Contrary to narratives of the U.S. being left behind in the burgeoning field of fintech, the GFCI 27 ranked New York first in competitiveness in fostering the Fintech industry (overtaking Beijing from the previous year). With Silicon Valley and Wall Street having long dabbled in the development of financial innovations, it is argued by former U.S. Secretary of the Treasury, Henry M. Paulson, Jr. that the U.S. private sector stands in a good position to spearhead the development of safe and secure digital currencies, while developing the necessary controls against usage in illicit activities.
As argued by Paulson, Jr., the rapid development of Fintech in China – including digital payment systems and a pilot digital RMB project by China’s central bank- will most probably not pose a serious threat to the global dominance of the U.S. Dollar. As Paulson explains, ‘A digital RMB would still be a Chinese RMB. No one is reinventing money.’

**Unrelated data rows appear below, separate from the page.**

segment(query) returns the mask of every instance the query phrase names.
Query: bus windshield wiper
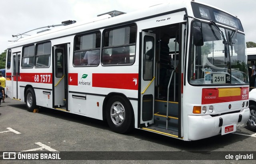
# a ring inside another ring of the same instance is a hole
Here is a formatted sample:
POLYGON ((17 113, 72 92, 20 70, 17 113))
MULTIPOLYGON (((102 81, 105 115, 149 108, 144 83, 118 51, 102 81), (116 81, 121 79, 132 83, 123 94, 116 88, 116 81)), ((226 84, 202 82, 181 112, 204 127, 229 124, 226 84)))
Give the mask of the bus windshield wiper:
POLYGON ((237 34, 237 28, 234 29, 234 31, 232 31, 232 33, 230 34, 229 31, 228 32, 228 45, 231 47, 231 56, 233 56, 233 44, 236 43, 236 34, 237 34), (234 42, 232 41, 232 38, 234 35, 236 35, 235 38, 234 39, 234 42))
POLYGON ((213 26, 214 26, 216 28, 216 29, 217 29, 218 31, 220 33, 220 35, 221 35, 221 36, 222 37, 222 38, 223 38, 223 42, 224 42, 223 43, 224 43, 225 45, 224 46, 225 57, 226 57, 226 58, 228 57, 228 53, 227 52, 226 45, 228 44, 228 42, 226 40, 226 38, 225 38, 225 35, 224 35, 224 33, 223 33, 223 32, 222 31, 221 31, 220 29, 220 28, 218 27, 218 26, 217 25, 216 23, 214 21, 213 21, 212 20, 211 20, 210 21, 210 23, 213 25, 213 26))

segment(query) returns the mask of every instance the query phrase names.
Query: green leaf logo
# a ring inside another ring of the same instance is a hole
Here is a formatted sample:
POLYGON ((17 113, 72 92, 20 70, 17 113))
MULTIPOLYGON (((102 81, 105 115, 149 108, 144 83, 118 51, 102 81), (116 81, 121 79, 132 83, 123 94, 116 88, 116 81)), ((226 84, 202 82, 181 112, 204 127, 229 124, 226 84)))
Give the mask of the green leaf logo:
POLYGON ((87 77, 87 76, 88 76, 88 74, 84 74, 83 75, 83 76, 82 76, 82 78, 81 78, 81 79, 82 79, 82 78, 86 78, 87 77))

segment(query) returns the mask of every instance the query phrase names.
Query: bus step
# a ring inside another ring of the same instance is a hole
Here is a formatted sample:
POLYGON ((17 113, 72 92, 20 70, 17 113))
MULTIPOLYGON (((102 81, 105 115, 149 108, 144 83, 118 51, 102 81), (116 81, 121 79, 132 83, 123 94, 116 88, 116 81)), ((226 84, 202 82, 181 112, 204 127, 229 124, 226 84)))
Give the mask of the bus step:
MULTIPOLYGON (((177 116, 168 116, 168 129, 178 131, 178 118, 177 116)), ((166 113, 157 113, 154 114, 154 126, 157 127, 166 129, 166 113)))
POLYGON ((142 129, 147 131, 154 132, 156 133, 161 134, 168 136, 178 137, 178 131, 173 131, 170 129, 166 130, 164 128, 155 127, 154 125, 147 127, 143 127, 142 129))

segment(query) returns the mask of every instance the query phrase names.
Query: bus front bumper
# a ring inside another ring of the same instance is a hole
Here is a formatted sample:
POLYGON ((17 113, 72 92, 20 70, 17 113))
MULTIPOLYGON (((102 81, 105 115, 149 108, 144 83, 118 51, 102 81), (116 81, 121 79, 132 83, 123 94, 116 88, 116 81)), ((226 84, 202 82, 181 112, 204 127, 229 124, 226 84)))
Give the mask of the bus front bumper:
POLYGON ((212 117, 210 115, 188 115, 188 141, 204 139, 221 134, 222 127, 236 124, 236 129, 245 126, 250 117, 248 108, 240 112, 212 117), (239 115, 242 120, 238 122, 239 115), (240 116, 241 117, 241 116, 240 116), (220 118, 222 123, 220 123, 220 118), (220 127, 220 125, 221 125, 220 127))

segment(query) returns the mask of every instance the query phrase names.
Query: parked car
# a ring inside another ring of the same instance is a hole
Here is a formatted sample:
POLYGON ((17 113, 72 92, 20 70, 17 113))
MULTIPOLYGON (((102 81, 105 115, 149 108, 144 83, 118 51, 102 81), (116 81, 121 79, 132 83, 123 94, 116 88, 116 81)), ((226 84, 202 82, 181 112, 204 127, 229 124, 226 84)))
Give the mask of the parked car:
POLYGON ((256 132, 256 88, 249 92, 249 108, 250 114, 247 126, 250 130, 256 132))

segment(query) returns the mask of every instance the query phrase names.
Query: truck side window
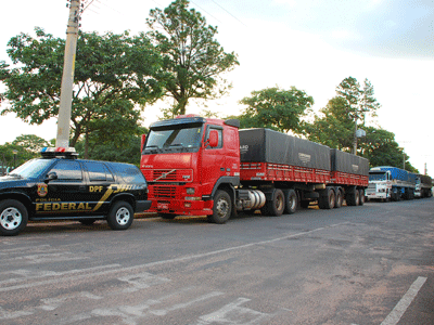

Between a Rock and a Hard Place
ASEAN should not be too quick to discount continued American global influence. While the rise and fall of great powers is a historical given, the significant lead held by the U.S. in the world economy, technological innovation and global finance alongside China’s internal challenges of low productivity, demographic decline, and chronic underconsumption suggests to me that Pax Americana is here to stay for the foreseeable future.
Regardless of whether the future validates me or not, an accelerating Sino-US competition in the region can only bode ill for ASEAN. The cohesiveness of the regional bloc will be tested, as individual Member States come under pressure to choose sides. To preserve regional independence and centrality, ASEAN must start to walk-the-talk when it comes to greater ASEAN integration, including greater intra-regional trade and investments.
America will remain powerful. China will grow powerful. But there’s no reason why ASEAN, with its expanding middle class, fast growing economies, and geographical centrality, cannot become powerful as well.